Macduff and Malcolm are going to Scotland and are going to try to get Macbeth off the throne. His lack of sanity and reason are factors for his weak leadership. They are going to meet in Birnam Wood.
They know that Macbeth is scared about how the prophecy will come true. He will however, fight, 'til from my bones my flesh be hack'd." (V, iii) and then he asks for his armour. He also asks that the doctor cure his wife of her ailment. Macbeth is told that the forces are coming.
The men are preparing for battle and then they hear a "cry of a woman." (V, iii) Macbeth is told, "The Queen, my lord, is dead." (V, iii) Macbeth is so enthralled in the imminent battle that he has little concern for his dead wife, he wishes that she had, "died hereafter, there would have been time for such a word." (V, iv) He wished her to die at a more convenient time. He feels that death is, "told by an idiot, full of sound and fury." (V, iv) and signifies nothing. At this point in the play, Macbeth does not care about death, he cares only for the battle. Death signifies nothing to him, whereas the approaching battle means so much to his own future as King.
One of Macbeths people comes in and tells him that he though he saw the "Wood begin to move." (V, iv) Macbeth now knows that the end is near. Macduff comes to his castle and the two fight. Macbeth feels that he has nothing to fear of Macduff because he was born of a woman, however "Macduff was from his mothers womb. Untimely rippd." (V, viii) Macbeth now knows that it is Macduff that will kill him. Macduff does kill him.
Macbeth entire demise was due to his pursuing his goals. The witches awakened Macbeths ambition and Lady Macbeth encourages the crime necessary for his ambition to be realized. Both of these influences helped lead to his failure and death. His insecurities paved the way to fast decions and rash actions to get rid of his perceived enemies, actions that he later often regrets.

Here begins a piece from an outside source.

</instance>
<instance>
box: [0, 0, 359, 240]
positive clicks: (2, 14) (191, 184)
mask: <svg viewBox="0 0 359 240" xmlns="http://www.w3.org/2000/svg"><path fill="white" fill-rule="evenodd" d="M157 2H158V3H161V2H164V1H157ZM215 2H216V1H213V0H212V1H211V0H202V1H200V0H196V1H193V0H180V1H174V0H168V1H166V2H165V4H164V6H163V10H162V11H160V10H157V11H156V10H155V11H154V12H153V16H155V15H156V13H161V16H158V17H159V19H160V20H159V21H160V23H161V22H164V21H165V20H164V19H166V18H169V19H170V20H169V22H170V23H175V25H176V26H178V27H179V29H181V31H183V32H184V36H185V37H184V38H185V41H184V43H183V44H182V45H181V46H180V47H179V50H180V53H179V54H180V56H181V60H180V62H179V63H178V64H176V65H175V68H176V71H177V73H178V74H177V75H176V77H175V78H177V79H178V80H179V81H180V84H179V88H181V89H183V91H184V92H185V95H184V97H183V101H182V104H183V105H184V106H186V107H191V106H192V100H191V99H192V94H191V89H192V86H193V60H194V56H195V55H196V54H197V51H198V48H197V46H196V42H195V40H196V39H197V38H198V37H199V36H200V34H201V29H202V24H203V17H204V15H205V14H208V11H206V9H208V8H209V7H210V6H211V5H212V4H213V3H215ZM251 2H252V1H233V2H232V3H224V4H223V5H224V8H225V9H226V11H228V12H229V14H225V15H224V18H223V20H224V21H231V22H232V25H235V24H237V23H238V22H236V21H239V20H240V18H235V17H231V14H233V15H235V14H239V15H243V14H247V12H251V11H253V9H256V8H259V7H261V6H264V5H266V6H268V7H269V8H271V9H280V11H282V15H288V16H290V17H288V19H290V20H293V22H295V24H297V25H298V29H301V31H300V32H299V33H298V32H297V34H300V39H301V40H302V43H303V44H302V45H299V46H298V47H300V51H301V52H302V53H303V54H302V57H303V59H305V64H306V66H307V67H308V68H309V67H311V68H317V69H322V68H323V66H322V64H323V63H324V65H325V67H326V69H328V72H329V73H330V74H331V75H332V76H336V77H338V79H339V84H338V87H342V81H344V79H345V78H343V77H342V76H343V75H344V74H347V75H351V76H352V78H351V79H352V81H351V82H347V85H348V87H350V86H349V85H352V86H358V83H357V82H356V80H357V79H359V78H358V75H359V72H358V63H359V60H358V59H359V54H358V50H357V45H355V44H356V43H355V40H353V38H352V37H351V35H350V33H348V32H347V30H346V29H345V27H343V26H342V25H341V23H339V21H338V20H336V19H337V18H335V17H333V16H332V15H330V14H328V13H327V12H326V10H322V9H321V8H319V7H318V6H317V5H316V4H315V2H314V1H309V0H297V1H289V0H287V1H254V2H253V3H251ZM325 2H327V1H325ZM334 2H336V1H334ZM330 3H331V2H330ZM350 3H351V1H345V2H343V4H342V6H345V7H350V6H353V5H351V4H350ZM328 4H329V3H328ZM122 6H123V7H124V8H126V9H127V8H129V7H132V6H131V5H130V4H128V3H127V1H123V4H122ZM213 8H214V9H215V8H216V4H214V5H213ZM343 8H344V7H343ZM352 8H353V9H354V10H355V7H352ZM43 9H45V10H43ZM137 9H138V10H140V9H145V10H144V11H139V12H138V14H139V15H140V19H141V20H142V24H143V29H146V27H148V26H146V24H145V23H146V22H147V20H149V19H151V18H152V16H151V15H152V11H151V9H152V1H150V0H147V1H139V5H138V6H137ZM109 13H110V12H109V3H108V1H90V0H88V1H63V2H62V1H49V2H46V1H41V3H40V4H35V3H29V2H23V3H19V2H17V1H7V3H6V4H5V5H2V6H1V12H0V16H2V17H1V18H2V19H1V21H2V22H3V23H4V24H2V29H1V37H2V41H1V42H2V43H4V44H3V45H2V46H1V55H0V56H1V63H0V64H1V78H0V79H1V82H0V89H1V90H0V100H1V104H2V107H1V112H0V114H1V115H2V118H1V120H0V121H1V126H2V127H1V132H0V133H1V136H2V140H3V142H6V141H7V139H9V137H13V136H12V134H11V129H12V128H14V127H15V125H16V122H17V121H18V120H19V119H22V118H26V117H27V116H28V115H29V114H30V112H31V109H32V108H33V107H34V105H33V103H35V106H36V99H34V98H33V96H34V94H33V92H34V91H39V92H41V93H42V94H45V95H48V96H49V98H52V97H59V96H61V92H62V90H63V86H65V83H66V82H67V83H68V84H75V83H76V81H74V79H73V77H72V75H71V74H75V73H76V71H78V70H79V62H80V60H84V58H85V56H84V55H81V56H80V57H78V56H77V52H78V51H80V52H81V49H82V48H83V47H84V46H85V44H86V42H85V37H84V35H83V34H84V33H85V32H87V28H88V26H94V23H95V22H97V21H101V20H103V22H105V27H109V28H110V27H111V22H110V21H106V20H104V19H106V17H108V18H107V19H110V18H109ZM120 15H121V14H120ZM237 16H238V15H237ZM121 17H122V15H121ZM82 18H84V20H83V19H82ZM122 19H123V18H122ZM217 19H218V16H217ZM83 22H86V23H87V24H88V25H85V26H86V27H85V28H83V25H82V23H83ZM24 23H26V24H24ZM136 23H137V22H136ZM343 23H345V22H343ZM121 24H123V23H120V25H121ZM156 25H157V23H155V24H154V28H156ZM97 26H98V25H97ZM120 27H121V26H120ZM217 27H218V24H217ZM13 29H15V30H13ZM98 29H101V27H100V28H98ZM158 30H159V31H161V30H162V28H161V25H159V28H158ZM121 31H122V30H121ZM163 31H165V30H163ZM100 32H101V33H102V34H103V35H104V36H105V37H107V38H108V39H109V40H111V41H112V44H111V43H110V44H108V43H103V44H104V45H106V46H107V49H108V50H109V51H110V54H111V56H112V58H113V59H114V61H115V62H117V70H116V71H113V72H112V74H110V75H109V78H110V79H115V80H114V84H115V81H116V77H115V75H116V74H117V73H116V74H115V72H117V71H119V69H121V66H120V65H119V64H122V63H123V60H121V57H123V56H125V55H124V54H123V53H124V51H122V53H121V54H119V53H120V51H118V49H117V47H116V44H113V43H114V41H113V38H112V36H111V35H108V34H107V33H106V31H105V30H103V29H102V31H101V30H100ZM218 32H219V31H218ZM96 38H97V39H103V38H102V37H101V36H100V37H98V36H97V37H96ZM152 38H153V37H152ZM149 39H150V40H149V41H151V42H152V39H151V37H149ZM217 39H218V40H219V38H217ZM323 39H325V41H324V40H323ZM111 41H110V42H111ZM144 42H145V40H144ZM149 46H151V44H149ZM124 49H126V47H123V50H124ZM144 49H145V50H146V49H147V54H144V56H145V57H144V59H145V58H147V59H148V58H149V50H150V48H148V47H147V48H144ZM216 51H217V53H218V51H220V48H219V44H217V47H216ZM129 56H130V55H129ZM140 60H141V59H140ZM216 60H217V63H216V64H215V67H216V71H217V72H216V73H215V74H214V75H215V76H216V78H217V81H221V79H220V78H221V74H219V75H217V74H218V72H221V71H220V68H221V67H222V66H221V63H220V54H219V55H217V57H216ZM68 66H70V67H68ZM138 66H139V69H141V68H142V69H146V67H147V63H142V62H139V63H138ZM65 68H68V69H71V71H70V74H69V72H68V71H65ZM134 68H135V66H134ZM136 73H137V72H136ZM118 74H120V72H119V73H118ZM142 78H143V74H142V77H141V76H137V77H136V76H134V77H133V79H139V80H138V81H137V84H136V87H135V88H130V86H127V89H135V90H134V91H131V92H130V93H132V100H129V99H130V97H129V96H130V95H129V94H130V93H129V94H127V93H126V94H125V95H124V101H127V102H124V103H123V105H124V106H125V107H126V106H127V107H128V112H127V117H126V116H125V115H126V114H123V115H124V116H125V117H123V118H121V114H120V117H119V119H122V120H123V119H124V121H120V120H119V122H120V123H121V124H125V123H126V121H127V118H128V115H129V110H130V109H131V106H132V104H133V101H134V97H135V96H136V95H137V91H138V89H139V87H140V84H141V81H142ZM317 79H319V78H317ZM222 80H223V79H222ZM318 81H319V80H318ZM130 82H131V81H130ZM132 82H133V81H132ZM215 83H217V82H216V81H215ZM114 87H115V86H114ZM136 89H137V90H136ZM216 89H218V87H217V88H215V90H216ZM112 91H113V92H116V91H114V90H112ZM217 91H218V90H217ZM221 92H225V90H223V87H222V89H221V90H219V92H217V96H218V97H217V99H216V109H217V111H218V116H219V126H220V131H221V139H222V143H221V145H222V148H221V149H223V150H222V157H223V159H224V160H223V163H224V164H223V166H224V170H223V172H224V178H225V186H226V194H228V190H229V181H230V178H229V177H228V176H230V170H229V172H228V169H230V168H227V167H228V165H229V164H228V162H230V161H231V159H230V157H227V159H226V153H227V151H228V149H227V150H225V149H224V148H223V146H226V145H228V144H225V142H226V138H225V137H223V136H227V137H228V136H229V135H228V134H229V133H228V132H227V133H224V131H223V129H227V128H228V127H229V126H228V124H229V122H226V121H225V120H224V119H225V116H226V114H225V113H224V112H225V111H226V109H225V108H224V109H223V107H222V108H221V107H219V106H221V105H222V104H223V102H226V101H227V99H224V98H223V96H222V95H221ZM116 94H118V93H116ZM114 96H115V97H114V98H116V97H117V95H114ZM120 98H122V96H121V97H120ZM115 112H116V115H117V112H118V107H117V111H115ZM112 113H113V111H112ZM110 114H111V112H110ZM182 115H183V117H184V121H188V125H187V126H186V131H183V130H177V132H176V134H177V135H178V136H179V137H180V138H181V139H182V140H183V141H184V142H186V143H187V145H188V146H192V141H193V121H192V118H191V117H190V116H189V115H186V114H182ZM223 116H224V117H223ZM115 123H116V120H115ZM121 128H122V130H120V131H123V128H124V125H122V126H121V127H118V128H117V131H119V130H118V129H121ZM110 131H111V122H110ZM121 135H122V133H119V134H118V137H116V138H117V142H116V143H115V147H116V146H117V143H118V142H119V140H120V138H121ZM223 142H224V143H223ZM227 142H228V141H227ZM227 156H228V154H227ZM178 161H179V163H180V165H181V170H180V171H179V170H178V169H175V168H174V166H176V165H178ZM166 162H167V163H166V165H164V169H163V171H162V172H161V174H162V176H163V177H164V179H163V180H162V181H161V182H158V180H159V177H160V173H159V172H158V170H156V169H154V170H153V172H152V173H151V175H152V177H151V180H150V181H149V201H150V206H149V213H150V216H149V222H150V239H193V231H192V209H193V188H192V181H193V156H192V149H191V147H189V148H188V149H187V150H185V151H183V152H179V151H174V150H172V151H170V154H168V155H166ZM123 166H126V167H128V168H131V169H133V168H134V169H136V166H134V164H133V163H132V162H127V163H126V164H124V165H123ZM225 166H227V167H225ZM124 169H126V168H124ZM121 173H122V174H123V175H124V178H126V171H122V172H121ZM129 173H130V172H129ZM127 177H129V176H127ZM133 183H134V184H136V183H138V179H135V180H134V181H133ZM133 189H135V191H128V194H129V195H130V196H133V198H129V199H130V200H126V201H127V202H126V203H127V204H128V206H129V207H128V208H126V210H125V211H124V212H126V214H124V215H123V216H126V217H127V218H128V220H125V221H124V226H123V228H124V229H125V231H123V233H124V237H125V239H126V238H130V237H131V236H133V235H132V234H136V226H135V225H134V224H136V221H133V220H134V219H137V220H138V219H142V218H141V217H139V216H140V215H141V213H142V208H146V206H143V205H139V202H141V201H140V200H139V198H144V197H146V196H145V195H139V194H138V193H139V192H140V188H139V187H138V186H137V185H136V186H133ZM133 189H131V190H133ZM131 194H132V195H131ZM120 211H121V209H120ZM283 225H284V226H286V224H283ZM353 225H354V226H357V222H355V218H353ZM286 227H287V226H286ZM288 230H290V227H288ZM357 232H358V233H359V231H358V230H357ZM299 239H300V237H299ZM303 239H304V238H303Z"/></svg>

Only at the end does he realize that he has made mistakes. He "struts and frets his hour upon the stage." (V, iv) He is like an actor that cannot make a mistake. If a mistake is made, it is too late, the audience has seen it, and all you can do is apologize. Much of his life was based on, "Fair is foul, foul is fair," meaning that you can disguise how things really are. He disguised his whole life; the evil that he caused, his insanity, his wifes mental health condition, and the fact that he murdered people and destroyed lives, just to guarantee a seat on the throne and play King of Scotland. This also shows that time catches up with, even when the "perfect crime" is committed, eventually you will suffer, by your own doing, and the facade that you once hid behind, will crumble.